This module contains the bits required to use the fastai DataBlock API and/or mid-level data processing pipelines to organize your data for question/answering tasks.
torch.cuda.set_device(1)
print(f'Using GPU #{torch.cuda.current_device()}: {torch.cuda.get_device_name()}')
Using GPU #1: GeForce GTX 1080 Ti

Question/Answering tokenization, batch transform, and DataBlock methods

Question/Answering tasks are models that require two text inputs (a context that includes the answer and the question). The objective is to predict the start/end tokens of the answer in the context)

path = Path('./')
squad_df = pd.read_csv(path/'squad_sample.csv'); len(squad_df)
1000

We've provided a simple subset of a pre-processed SQUADv2 dataset below just for demonstration purposes. There is a lot that can be done to make this much better and more fully functional. The idea here is just to show you how things can work for tasks beyond sequence classification.

squad_df.head(2)
id title context question answers ds_type answer_text is_impossible
0 56be85543aeaaa14008c9063 Beyoncé Beyoncé Giselle Knowles-Carter (/biːˈjɒnseɪ/ bee-YON-say) (born September 4, 1981) is an American singer, songwriter, record producer and actress. Born and raised in Houston, Texas, she performed in various singing and dancing competitions as a child, and rose to fame in the late 1990s as lead singer of R&B girl-group Destiny's Child. Managed by her father, Mathew Knowles, the group became one of the world's best-selling girl groups of all time. Their hiatus saw the release of Beyoncé's debut album, Dangerously in Love (2003), which established her as a solo artist worldwide, earned five G... When did Beyonce start becoming popular? {'text': ['in the late 1990s'], 'answer_start': [269]} train in the late 1990s False
1 56be85543aeaaa14008c9065 Beyoncé Beyoncé Giselle Knowles-Carter (/biːˈjɒnseɪ/ bee-YON-say) (born September 4, 1981) is an American singer, songwriter, record producer and actress. Born and raised in Houston, Texas, she performed in various singing and dancing competitions as a child, and rose to fame in the late 1990s as lead singer of R&B girl-group Destiny's Child. Managed by her father, Mathew Knowles, the group became one of the world's best-selling girl groups of all time. Their hiatus saw the release of Beyoncé's debut album, Dangerously in Love (2003), which established her as a solo artist worldwide, earned five G... What areas did Beyonce compete in when she was growing up? {'text': ['singing and dancing'], 'answer_start': [207]} train singing and dancing False
task = HF_TASKS_AUTO.QuestionAnswering

pretrained_model_name = 'roberta-base' #'xlm-mlm-ende-1024'
hf_arch, hf_config, hf_tokenizer, hf_model = BLURR_MODEL_HELPER.get_hf_objects(pretrained_model_name, task=task)

pre_process_squad[source]

pre_process_squad(row, hf_arch, hf_tokenizer)
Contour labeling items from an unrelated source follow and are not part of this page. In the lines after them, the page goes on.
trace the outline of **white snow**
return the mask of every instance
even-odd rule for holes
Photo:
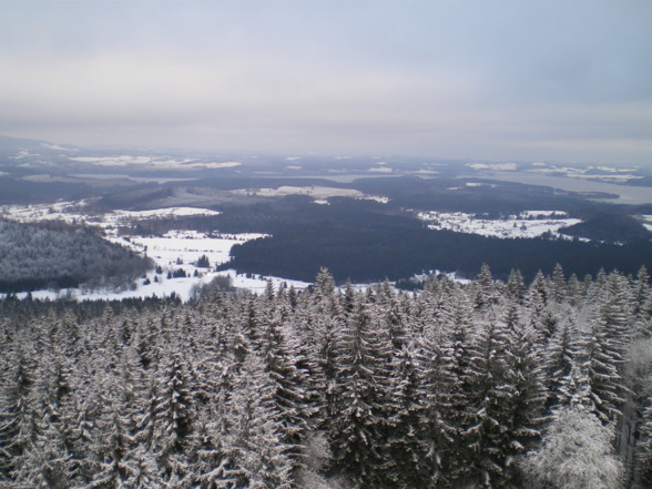
[[[58,202],[54,204],[7,205],[2,215],[23,223],[39,221],[64,221],[67,223],[85,223],[102,227],[108,234],[115,234],[115,227],[130,220],[173,217],[187,215],[217,215],[220,212],[198,207],[167,207],[151,211],[113,211],[109,213],[89,214],[84,208],[90,201]]]
[[[242,165],[237,161],[201,162],[196,159],[164,159],[159,156],[134,156],[123,154],[120,156],[74,156],[72,161],[93,163],[98,166],[142,166],[156,170],[201,170],[201,169],[231,169]]]
[[[282,185],[278,189],[238,189],[231,191],[238,195],[258,195],[262,197],[284,197],[286,195],[308,195],[316,203],[323,204],[328,197],[353,197],[374,200],[377,202],[388,202],[386,197],[377,195],[367,195],[355,189],[337,189],[332,186],[292,186]]]
[[[185,302],[192,298],[193,291],[196,287],[211,282],[217,276],[226,275],[232,277],[235,287],[253,292],[264,291],[267,286],[267,279],[271,279],[275,287],[292,285],[297,289],[303,289],[309,285],[305,282],[278,277],[247,277],[234,269],[215,272],[215,266],[228,261],[233,245],[265,237],[265,234],[221,234],[214,232],[208,235],[196,231],[171,231],[161,237],[118,237],[116,227],[125,221],[147,220],[159,216],[217,215],[220,214],[217,211],[196,207],[169,207],[150,211],[114,211],[105,214],[89,215],[84,212],[86,204],[89,204],[88,201],[29,206],[11,205],[0,207],[0,211],[3,216],[19,222],[62,220],[69,223],[84,222],[89,225],[100,226],[104,230],[106,240],[129,247],[139,254],[146,254],[163,269],[163,273],[156,274],[152,271],[144,277],[139,278],[134,284],[120,289],[89,291],[71,288],[59,292],[37,291],[31,294],[32,297],[41,299],[68,297],[79,300],[113,300],[132,297],[167,297],[174,293]],[[203,255],[208,258],[210,268],[197,268],[195,266],[197,259]],[[186,277],[167,278],[169,272],[173,273],[180,268],[185,272]],[[195,273],[197,276],[195,276]],[[150,283],[146,284],[147,281]],[[19,294],[19,297],[26,296],[27,293]]]
[[[517,169],[516,163],[468,163],[467,166],[473,170],[497,170],[511,171]]]
[[[458,233],[480,234],[500,238],[537,237],[544,233],[558,236],[561,227],[578,224],[575,218],[552,218],[554,211],[526,211],[520,215],[512,215],[503,220],[476,218],[472,214],[462,212],[419,212],[417,216],[428,223],[430,230],[450,230]],[[557,212],[557,215],[564,215]],[[529,218],[544,216],[544,218]]]

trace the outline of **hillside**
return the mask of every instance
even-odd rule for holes
[[[89,228],[0,221],[0,292],[119,286],[151,267]]]

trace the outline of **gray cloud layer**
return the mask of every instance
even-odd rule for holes
[[[0,133],[652,164],[650,19],[626,0],[0,0]]]

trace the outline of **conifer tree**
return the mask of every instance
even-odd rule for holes
[[[389,408],[390,347],[358,302],[338,355],[339,416],[330,434],[334,461],[356,487],[381,483],[381,452]]]

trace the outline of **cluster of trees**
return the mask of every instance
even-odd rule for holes
[[[0,292],[122,285],[152,267],[90,228],[0,220]]]
[[[644,269],[0,307],[9,489],[652,483]]]
[[[241,226],[272,235],[234,246],[224,269],[309,282],[326,266],[337,281],[364,283],[407,278],[424,269],[456,271],[471,277],[482,263],[502,279],[513,267],[528,281],[540,269],[551,273],[556,263],[580,277],[597,274],[600,266],[625,274],[636,274],[642,265],[652,267],[650,240],[622,246],[544,237],[500,240],[428,230],[422,222],[387,213],[374,202],[333,200],[330,205],[300,205],[297,200],[294,206],[291,202],[216,216],[221,230],[237,216]]]

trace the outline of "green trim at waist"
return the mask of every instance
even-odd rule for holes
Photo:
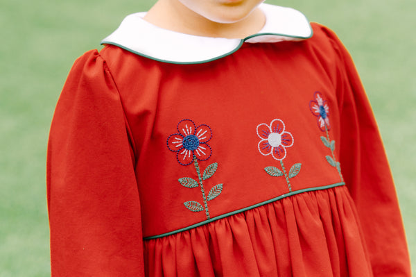
[[[193,229],[194,228],[202,226],[202,225],[205,225],[205,224],[207,224],[209,223],[215,221],[216,220],[218,220],[218,219],[223,219],[225,217],[230,217],[232,215],[236,215],[236,214],[239,214],[240,212],[245,212],[247,210],[251,210],[251,209],[254,209],[255,208],[258,208],[258,207],[262,206],[263,205],[270,204],[270,203],[273,203],[273,202],[277,201],[278,200],[286,198],[286,197],[291,196],[293,195],[299,194],[301,194],[301,193],[303,193],[303,192],[313,192],[313,191],[315,191],[315,190],[327,190],[327,189],[330,189],[330,188],[336,187],[339,187],[339,186],[344,185],[345,185],[345,183],[344,182],[340,182],[340,183],[337,183],[332,184],[332,185],[324,185],[322,187],[309,187],[309,188],[307,188],[307,189],[296,190],[295,192],[289,192],[289,193],[286,193],[286,194],[282,194],[282,195],[281,195],[279,196],[275,197],[275,198],[273,198],[272,199],[270,199],[270,200],[268,200],[268,201],[263,201],[263,202],[261,202],[261,203],[259,203],[255,204],[255,205],[250,205],[250,206],[248,206],[248,207],[246,207],[246,208],[243,208],[240,209],[240,210],[234,210],[233,212],[227,212],[226,214],[218,215],[218,217],[212,217],[212,218],[211,218],[211,219],[209,219],[208,220],[205,220],[204,221],[199,222],[199,223],[197,223],[196,224],[193,224],[193,225],[185,227],[185,228],[182,228],[180,229],[177,229],[177,230],[173,230],[173,231],[171,231],[171,232],[165,233],[164,234],[162,234],[162,235],[153,235],[153,236],[150,236],[150,237],[144,237],[143,240],[148,240],[159,239],[159,238],[161,238],[161,237],[167,237],[168,235],[174,235],[174,234],[176,234],[177,233],[186,231],[186,230],[188,230]]]

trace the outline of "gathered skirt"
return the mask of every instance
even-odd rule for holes
[[[148,276],[372,276],[347,187],[303,192],[144,241]]]

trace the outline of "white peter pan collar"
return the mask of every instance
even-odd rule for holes
[[[146,12],[127,16],[120,26],[105,38],[102,44],[113,44],[144,57],[164,62],[203,63],[237,51],[243,42],[278,42],[311,37],[312,28],[300,12],[262,3],[259,8],[266,18],[257,33],[245,39],[209,37],[164,29],[143,19]]]

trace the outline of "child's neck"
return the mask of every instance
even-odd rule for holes
[[[244,38],[259,32],[266,17],[259,8],[243,19],[235,23],[218,23],[194,12],[182,4],[172,1],[156,3],[144,19],[165,29],[189,35],[226,38]]]

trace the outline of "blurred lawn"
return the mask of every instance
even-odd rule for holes
[[[268,2],[329,26],[354,58],[385,141],[416,268],[416,2]],[[125,15],[151,3],[2,1],[0,277],[50,275],[44,164],[54,106],[75,58],[99,48]]]

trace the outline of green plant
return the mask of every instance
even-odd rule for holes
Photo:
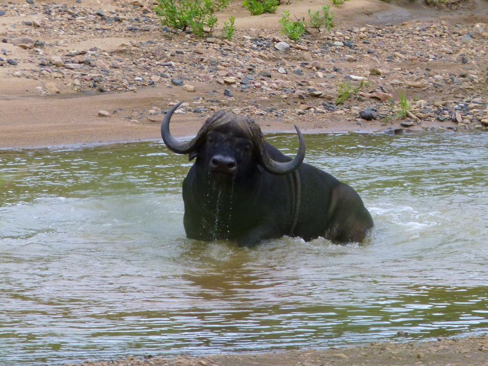
[[[317,10],[313,13],[308,9],[308,17],[310,18],[310,26],[316,29],[320,29],[324,27],[327,30],[330,30],[334,27],[334,13],[329,12],[330,6],[326,5],[322,7],[322,13],[321,15]]]
[[[340,6],[347,0],[330,0],[330,1],[334,6]]]
[[[337,87],[337,98],[336,104],[342,104],[345,102],[356,95],[363,88],[367,85],[367,81],[363,78],[356,87],[353,87],[349,81],[341,82]]]
[[[229,23],[224,22],[224,28],[222,29],[222,38],[230,41],[234,37],[234,21],[236,19],[233,15],[229,19]]]
[[[403,93],[400,95],[400,108],[398,117],[405,118],[407,117],[407,113],[410,111],[410,104],[407,100],[407,97]]]
[[[251,15],[260,15],[264,13],[276,12],[280,0],[244,0],[243,6],[251,13]]]
[[[279,20],[281,24],[281,33],[290,40],[297,41],[306,32],[305,22],[301,19],[294,21],[290,20],[290,12],[283,11],[283,15]]]
[[[197,35],[203,37],[204,28],[211,33],[217,24],[214,13],[224,9],[230,0],[158,0],[156,14],[164,25],[186,30],[188,27]]]

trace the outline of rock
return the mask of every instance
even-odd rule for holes
[[[412,88],[422,88],[424,86],[423,81],[410,81],[407,84],[408,86]]]
[[[99,117],[110,117],[110,114],[106,111],[101,110],[98,111],[98,116]]]
[[[222,43],[222,41],[218,38],[214,38],[213,37],[208,37],[205,40],[205,41],[207,43],[217,43],[217,44],[220,44]]]
[[[54,65],[54,66],[57,66],[58,67],[62,67],[64,66],[64,62],[59,56],[51,56],[49,58],[49,62],[52,64]]]
[[[237,80],[234,78],[225,78],[224,82],[227,85],[233,85],[237,82]]]
[[[183,81],[178,79],[171,79],[171,83],[176,86],[182,86],[183,85]]]
[[[290,45],[286,42],[278,42],[275,44],[275,48],[282,52],[285,52],[290,49]]]
[[[351,80],[355,80],[358,81],[366,80],[366,78],[364,76],[357,76],[356,75],[349,75],[349,77]]]
[[[359,116],[363,120],[372,121],[376,119],[376,112],[372,109],[363,109],[359,112]]]
[[[379,69],[371,68],[369,69],[369,75],[372,76],[381,76],[383,73]]]
[[[461,115],[461,113],[459,112],[456,112],[455,114],[456,122],[458,123],[461,123],[463,122],[463,116]]]
[[[49,81],[46,83],[46,85],[44,85],[46,90],[49,92],[50,94],[59,94],[60,93],[60,90],[56,86],[56,84],[55,84],[52,81]]]
[[[383,93],[382,92],[375,92],[371,93],[371,97],[379,99],[384,103],[386,102],[391,100],[393,99],[393,96],[388,93]]]

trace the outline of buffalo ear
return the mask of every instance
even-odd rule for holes
[[[195,158],[198,156],[198,151],[196,150],[194,150],[193,151],[191,152],[188,156],[188,160],[189,161],[191,161]]]

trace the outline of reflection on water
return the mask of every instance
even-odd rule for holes
[[[306,136],[375,227],[251,250],[185,238],[191,164],[161,143],[0,152],[0,365],[486,331],[486,136]]]

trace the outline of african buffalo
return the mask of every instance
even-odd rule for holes
[[[358,193],[327,173],[303,163],[305,142],[293,159],[264,141],[251,118],[221,111],[196,137],[173,138],[166,113],[161,135],[168,148],[196,158],[183,181],[186,236],[252,246],[283,235],[362,242],[373,220]]]

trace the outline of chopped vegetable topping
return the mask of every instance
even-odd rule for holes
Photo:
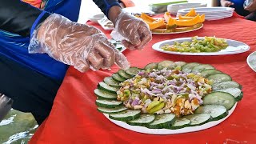
[[[174,45],[165,45],[161,48],[166,51],[200,53],[220,51],[228,46],[222,38],[205,37],[203,39],[198,39],[198,37],[193,37],[191,42],[174,42]]]
[[[211,92],[211,82],[200,75],[174,70],[142,70],[121,83],[118,100],[126,107],[142,113],[173,113],[178,117],[193,114]]]

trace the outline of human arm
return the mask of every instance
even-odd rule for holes
[[[141,50],[152,38],[146,23],[134,15],[124,13],[118,1],[106,0],[94,2],[115,26],[111,35],[130,50]]]
[[[0,0],[0,29],[30,37],[32,26],[42,12],[18,0]],[[39,21],[42,22],[49,15],[45,13]]]
[[[99,30],[50,14],[18,0],[0,0],[0,29],[30,37],[30,53],[46,53],[84,72],[129,62]]]

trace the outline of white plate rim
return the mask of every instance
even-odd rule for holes
[[[204,37],[198,37],[198,39],[200,38],[203,38]],[[165,43],[165,42],[174,42],[174,41],[178,41],[178,40],[184,40],[184,41],[187,41],[187,40],[190,40],[192,38],[192,37],[187,37],[187,38],[174,38],[174,39],[171,39],[171,40],[165,40],[165,41],[162,41],[162,42],[158,42],[157,43],[154,43],[152,46],[152,49],[156,50],[156,51],[159,51],[162,53],[166,53],[166,54],[178,54],[178,55],[203,55],[203,56],[210,56],[210,55],[227,55],[227,54],[241,54],[241,53],[244,53],[250,50],[250,46],[242,42],[238,42],[236,40],[232,40],[232,39],[226,39],[226,41],[233,41],[233,42],[239,42],[241,44],[242,44],[243,46],[245,46],[246,47],[246,49],[242,49],[239,51],[218,51],[218,52],[209,52],[209,53],[188,53],[188,52],[174,52],[174,51],[165,51],[162,49],[159,48],[160,45]]]
[[[182,9],[178,10],[178,12],[181,12],[181,13],[187,13],[190,10],[191,8],[188,8],[188,9]],[[197,11],[197,10],[200,10],[202,9],[223,9],[222,10],[218,10],[218,11]],[[229,12],[229,11],[233,11],[234,9],[232,7],[197,7],[194,8],[195,11],[197,11],[197,13],[204,13],[204,14],[214,14],[214,13],[223,13],[223,12]],[[188,11],[187,11],[188,10]]]
[[[250,54],[248,55],[247,58],[246,58],[246,62],[248,66],[254,71],[256,72],[256,69],[254,69],[254,67],[250,64],[249,60],[250,60],[250,57],[251,57],[251,55],[253,55],[254,53],[256,53],[256,51],[252,52]]]
[[[190,132],[195,132],[195,131],[200,131],[206,129],[209,129],[210,127],[215,126],[223,121],[225,121],[226,118],[228,118],[234,111],[236,106],[237,106],[238,102],[234,104],[234,106],[232,107],[231,110],[229,110],[229,114],[218,121],[211,121],[207,123],[205,123],[201,126],[188,126],[188,127],[184,127],[182,129],[177,129],[177,130],[169,130],[169,129],[149,129],[144,126],[130,126],[128,125],[127,123],[122,122],[122,121],[116,121],[110,119],[107,114],[103,114],[103,115],[110,120],[111,122],[118,125],[118,126],[121,126],[122,128],[125,128],[126,130],[130,130],[132,131],[138,132],[138,133],[142,133],[142,134],[182,134],[182,133],[190,133]]]
[[[170,33],[154,33],[154,32],[151,32],[153,34],[182,34],[182,33],[188,33],[188,32],[191,32],[191,31],[195,31],[198,30],[199,29],[202,29],[203,27],[203,24],[202,24],[202,26],[196,28],[196,29],[193,29],[190,30],[187,30],[187,31],[179,31],[179,32],[170,32]]]

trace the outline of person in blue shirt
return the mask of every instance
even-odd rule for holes
[[[234,10],[248,20],[256,21],[256,1],[254,0],[249,6],[244,6],[246,0],[220,0],[224,7],[234,7]]]
[[[68,66],[81,72],[130,66],[98,29],[77,23],[81,0],[0,0],[0,93],[38,124],[49,115]],[[94,0],[130,50],[151,40],[147,24],[117,0]]]

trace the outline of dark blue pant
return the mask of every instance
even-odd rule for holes
[[[14,109],[32,113],[38,124],[49,115],[61,83],[0,54],[0,93],[14,100]]]

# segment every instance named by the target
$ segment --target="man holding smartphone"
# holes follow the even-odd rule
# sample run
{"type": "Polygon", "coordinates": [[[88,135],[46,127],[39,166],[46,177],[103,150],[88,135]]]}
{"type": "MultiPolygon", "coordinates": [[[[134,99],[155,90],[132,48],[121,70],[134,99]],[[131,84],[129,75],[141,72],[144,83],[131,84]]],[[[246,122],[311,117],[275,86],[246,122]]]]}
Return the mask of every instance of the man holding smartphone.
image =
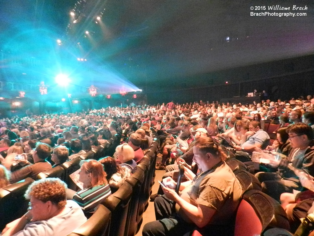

The pre_process_squad method is structured around how we've setup the squad DataFrame above.

squad_df = squad_df.apply(partial(pre_process_squad, hf_arch=hf_arch, hf_tokenizer=hf_tokenizer), axis=1)
max_seq_len= 128
squad_df = squad_df[(squad_df.tok_answer_end < max_seq_len) & (squad_df.is_impossible == False)]
vocab = dict(enumerate(range(max_seq_len)))

class HF_QuestionAnswerInput[source]

HF_QuestionAnswerInput(x, **kwargs) :: HF_BaseInput

We'll return a HF_QuestionAnswerInput from our custom HF_BeforeBatchTransform so that we can customize the show_batch/results methods for this task.

class HF_QABeforeBatchTransform[source]

HF_QABeforeBatchTransform(hf_arch, hf_tokenizer, max_length=None, padding=True, truncation=True, is_split_into_words=False, n_tok_inps=1, tok_kwargs={}, **kwargs) :: HF_BeforeBatchTransform

Handles everything you need to assemble a mini-batch of inputs and targets, as well as decode the dictionary produced as a byproduct of the tokenization process in the encodes method.

By overriding HF_BeforeBatchTransform we can add other inputs to each example for this particular task.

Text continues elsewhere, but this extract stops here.